研究者とクリエイター。一見接点が少なさそうな両者が対話していきながら新しい何かを生み出していく。そんな取組みから、新しいライフスタイルデザインは始まっていきます。

PROFILE

辰野しずか

1983年生まれ。クリエイティブディレクター・デザイナー。ロンドンのキングストン大学プロダクト&家具科卒業。デザイン事務所を経て、2011年に独立。2017年より株式会社 Shizuka Tatsuno Studioを設立。家具、生活用品、ファッション小物のプロダクトデザインを中心に、企画からディレクション、ブランディング、付随するグラフィックデザイン、アート製作などさまざまな活動を国内外で行っている。グッドデザイン賞審査委員・工芸都市高岡クラフトコンペティション審査委員。ELLE DECOR日本版「Young Japanese Design Talents」賞、グッドデザイン賞など受賞多数。

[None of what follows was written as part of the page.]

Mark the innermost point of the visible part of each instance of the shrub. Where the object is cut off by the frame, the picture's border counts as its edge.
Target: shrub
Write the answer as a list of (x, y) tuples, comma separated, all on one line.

Shizuka Tatsuno Studio​ ​Inc.
https://www.shizukatatsuno.com/

藤川茂紀

1999年九州大学大学院で学位取得後、イェール大学化学科で博士研究員として、化学研究に従事。2000年より理化学研究所において、化学をベースにした材料の開発について研究を展開。2012年より、九州大学カーボンニュートラル・エネルギー国際研究所に着任し、これまで培ってきたナノサイズの材料化学と薄膜研究をベースに、CO2の分離膜開発研究に従事。2021年に九州大学主幹教授となり、九州大学内に設置したネガティブエミッションテクノロジー研究センター長に就任。地球温暖化対策として、内閣府が進める「ムーンショット型研究開発事業」のプログラムマネージャーとして、大気から CO2 を回収し有効活用するプロジェクトを推進中。